Le défaut d’accomplissement de la formalité prévue à l’alinéa précédent emporte, dans les rapports entre la caution et l’établissement tenu à cette formalité, déchéance des intérêts échus depuis la précédente information jusqu’à la date de communication de la nouvelle information. Les paiements effectués par le débiteur principal sont réputés, dans les rapports entre la caution et l’établissement, affectés prioritairement au règlement du principal de la dette.

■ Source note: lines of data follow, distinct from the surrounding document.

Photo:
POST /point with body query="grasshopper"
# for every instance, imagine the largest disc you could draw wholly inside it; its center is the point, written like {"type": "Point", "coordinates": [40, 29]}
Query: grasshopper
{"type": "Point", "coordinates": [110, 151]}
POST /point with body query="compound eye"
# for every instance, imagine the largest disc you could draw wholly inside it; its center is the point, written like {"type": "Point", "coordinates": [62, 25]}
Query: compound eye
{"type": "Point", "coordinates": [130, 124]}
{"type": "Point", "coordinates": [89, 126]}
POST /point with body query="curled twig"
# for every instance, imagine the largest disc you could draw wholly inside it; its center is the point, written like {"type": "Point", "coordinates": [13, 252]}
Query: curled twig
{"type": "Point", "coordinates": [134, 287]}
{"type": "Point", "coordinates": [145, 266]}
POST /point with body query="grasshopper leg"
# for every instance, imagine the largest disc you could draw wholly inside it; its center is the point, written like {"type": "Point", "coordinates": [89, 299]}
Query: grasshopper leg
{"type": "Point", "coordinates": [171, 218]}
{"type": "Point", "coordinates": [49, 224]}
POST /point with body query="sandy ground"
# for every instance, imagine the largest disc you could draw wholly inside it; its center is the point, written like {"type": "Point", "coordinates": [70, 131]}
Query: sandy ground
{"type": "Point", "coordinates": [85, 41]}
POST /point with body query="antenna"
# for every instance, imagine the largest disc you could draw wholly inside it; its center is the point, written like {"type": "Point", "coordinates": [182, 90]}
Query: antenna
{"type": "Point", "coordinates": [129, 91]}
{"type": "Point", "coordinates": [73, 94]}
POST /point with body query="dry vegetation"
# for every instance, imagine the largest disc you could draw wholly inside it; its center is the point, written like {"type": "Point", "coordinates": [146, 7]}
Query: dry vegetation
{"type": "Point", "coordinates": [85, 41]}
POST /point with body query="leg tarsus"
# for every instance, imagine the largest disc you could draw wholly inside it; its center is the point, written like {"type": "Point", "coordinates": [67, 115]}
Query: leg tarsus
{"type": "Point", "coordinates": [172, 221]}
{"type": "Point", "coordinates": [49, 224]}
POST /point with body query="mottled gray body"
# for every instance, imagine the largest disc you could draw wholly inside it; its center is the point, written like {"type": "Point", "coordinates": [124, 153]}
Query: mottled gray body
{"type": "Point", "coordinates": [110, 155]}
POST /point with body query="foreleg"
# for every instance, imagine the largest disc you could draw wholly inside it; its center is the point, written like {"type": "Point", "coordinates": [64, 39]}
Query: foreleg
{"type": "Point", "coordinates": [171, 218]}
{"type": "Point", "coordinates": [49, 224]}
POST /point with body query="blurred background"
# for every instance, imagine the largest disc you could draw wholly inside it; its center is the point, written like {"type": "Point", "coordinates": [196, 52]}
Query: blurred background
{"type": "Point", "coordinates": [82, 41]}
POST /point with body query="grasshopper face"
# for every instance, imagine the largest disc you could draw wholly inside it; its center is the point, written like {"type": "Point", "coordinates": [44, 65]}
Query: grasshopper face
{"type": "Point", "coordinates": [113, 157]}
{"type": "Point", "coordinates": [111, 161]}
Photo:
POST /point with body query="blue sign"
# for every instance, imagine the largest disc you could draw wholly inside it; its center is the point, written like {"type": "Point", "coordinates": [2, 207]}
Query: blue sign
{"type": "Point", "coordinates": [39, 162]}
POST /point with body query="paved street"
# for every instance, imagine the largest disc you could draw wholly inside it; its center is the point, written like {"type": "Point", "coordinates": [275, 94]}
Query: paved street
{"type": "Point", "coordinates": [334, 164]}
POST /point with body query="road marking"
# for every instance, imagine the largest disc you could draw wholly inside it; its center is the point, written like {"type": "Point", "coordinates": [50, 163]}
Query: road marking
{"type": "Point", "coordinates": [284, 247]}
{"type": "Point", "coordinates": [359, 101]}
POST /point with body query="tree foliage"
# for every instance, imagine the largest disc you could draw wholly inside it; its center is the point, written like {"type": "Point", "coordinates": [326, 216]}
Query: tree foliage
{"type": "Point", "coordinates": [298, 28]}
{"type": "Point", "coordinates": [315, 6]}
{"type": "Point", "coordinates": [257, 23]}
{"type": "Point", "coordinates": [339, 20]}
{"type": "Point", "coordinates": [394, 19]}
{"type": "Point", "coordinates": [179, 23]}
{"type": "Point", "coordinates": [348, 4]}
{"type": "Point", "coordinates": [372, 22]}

La preuve de l’accomplissement de cette formalité incombe au créancier et ne peut résulter de la production de copies de lettres en l’absence de preuve de leur envoi.
La déchéance s’applique à tous les agios inscrits au débit du compte pendant la période où l’information a fait défaut (Cass. com., 10 janv. 2006, n° 04-15.677'; Cass. com., 19 mai 2021, n° 19-20.178).
L’obligation d’information se poursuit jusqu’à l’extinction de la dette garantie.
La déchéance ne s’étend pas, en revanche, aux intérêts légaux ayant commencé à courir, conformément au droit commun, à compter de la mise en demeure de la caution (Cass. 1ère civ., 9 déc. 1997, n° 95-19.940).
En l’espèce, par contrat du 12 juillet 2017, M. [P] [J] s’est porté caution de la société Chez [J], au titre de son découvert en compte courant dans la limite de la somme de 12'960 €.
Après le placement en liquidation judiciaire de la société Chez [J] le 27 juin 2022, le compte litigieux présentait un solde débiteur de 15'151,03 €, selon décompte du 9 mars 2023.
A hauteur d’appel, M. [P] [J] indique que la banque n’a pas respecté son obligation d’information, tant concernant le premier incident de paiement, que concernant l’obligation d’information annuelle.
La Caisse de Crédit Mutuel ne justifie d’aucune information annuelle, avant la lettre recommandée adressée à M. [P] [J] le 5 mai 2022. En effet, la preuve de l’envoi de la lettre d’information annuelle datée du 16 mars 2022 n’est pas rapportée.
La banque encourt, en conséquence, la déchéance des intérêts échus entre le 31 mars 2018 et le 5 mai 2022, étant relevé en outre, qu’en l’absence d’information depuis lors, elle ne peut solliciter que l’application du taux légal à compter de la mise en demeure de la caution.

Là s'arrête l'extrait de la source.